Mom shrugged. “It was better on the model in the catalogue.”

“Well, Honey, you certainly do look Reubenesque these days,” Nancy grinned.

“Reuben who?” I asked suspiciously.

“You know, that famous painter who specialized in fa … er … women of generous proportions.”

“You used to say that I was Victorian, like Kate Winslet in ‘Titanic.’ ” Turning sideways for a different view, I muttered, “I should have brought my Spanx.”

“What’s that?” Mom asked.

“A type of body girdle, Ma,” Nancy explained.

Mother wrinkled her nose. “You don’t need a girdle,” she scoffed.

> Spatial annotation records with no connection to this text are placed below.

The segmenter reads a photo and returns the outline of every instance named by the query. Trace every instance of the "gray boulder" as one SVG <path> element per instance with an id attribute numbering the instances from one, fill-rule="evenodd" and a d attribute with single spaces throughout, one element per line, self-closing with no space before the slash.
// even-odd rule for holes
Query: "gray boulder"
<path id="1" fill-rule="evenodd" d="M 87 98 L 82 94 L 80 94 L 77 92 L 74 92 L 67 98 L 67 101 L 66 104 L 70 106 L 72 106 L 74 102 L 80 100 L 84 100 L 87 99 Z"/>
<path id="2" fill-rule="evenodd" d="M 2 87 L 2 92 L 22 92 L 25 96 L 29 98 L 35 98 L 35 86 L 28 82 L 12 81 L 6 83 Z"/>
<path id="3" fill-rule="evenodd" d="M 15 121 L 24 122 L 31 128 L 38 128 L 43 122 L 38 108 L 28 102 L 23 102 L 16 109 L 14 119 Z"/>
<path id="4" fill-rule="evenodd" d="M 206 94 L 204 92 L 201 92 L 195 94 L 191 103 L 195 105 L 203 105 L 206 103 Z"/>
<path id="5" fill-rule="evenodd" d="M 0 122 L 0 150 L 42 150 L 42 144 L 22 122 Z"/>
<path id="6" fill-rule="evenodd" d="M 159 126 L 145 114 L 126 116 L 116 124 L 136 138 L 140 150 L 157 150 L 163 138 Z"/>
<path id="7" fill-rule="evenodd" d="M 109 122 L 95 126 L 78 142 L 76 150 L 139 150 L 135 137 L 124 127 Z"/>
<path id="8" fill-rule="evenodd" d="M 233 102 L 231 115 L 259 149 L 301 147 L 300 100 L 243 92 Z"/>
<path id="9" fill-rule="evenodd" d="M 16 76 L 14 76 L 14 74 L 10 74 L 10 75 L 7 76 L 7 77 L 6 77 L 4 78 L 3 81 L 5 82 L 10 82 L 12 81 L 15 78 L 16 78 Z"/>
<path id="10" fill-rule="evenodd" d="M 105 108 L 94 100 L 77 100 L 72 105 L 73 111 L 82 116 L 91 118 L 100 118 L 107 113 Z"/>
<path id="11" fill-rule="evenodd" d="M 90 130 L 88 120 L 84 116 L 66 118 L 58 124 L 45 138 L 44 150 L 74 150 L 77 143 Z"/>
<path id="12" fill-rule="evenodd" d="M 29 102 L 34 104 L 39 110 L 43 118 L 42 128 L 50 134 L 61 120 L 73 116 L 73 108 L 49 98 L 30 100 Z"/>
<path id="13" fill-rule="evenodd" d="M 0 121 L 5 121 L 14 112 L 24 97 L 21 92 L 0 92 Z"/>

“That’s right,” I poo-poo’d my sibling. “I’m just full-figured!”

Nancy and I got giddier as Mom continued to sort out her goodies. We mock-shoved each other out of the way while jockeying for mirror space; shrieked “Me first! Me first!” with every new item; pretend-quarreled over who looked better in what; and at one point, collapsed in giggles after an impromptu “Mother likes you best!” routine. In the end, however, my pile of clothing was definitely the largest and no one was surprised. I did feel a little guilty about it, though, until Mom briefly left the room and we heard her unzipping a garment bag in the den. When she returned, she was carrying one of the most mouth-watering garments that I’d EVER seen.

Classically cut in a ’50s style, its blue, purple, and pale gold stripes blended together so subtly that the fabric seemed to shimmer. She handed it to Nancy, saying “I bought this dress for a party. It’s only been worn once.” Nancy carefully stepped into it, buttoned the shiny, faux pearls and then pulled at the belt. As slender as she was, even sucking in her tummy she could barely get it hooked.

“Whoa, Mom!” we exclaimed in stereo. “You must have been so tiny!”

“And, I’d already had two babies by then,” Mom told us, adding with a twinkle in her eye, “Nancy, you look like I USED to.”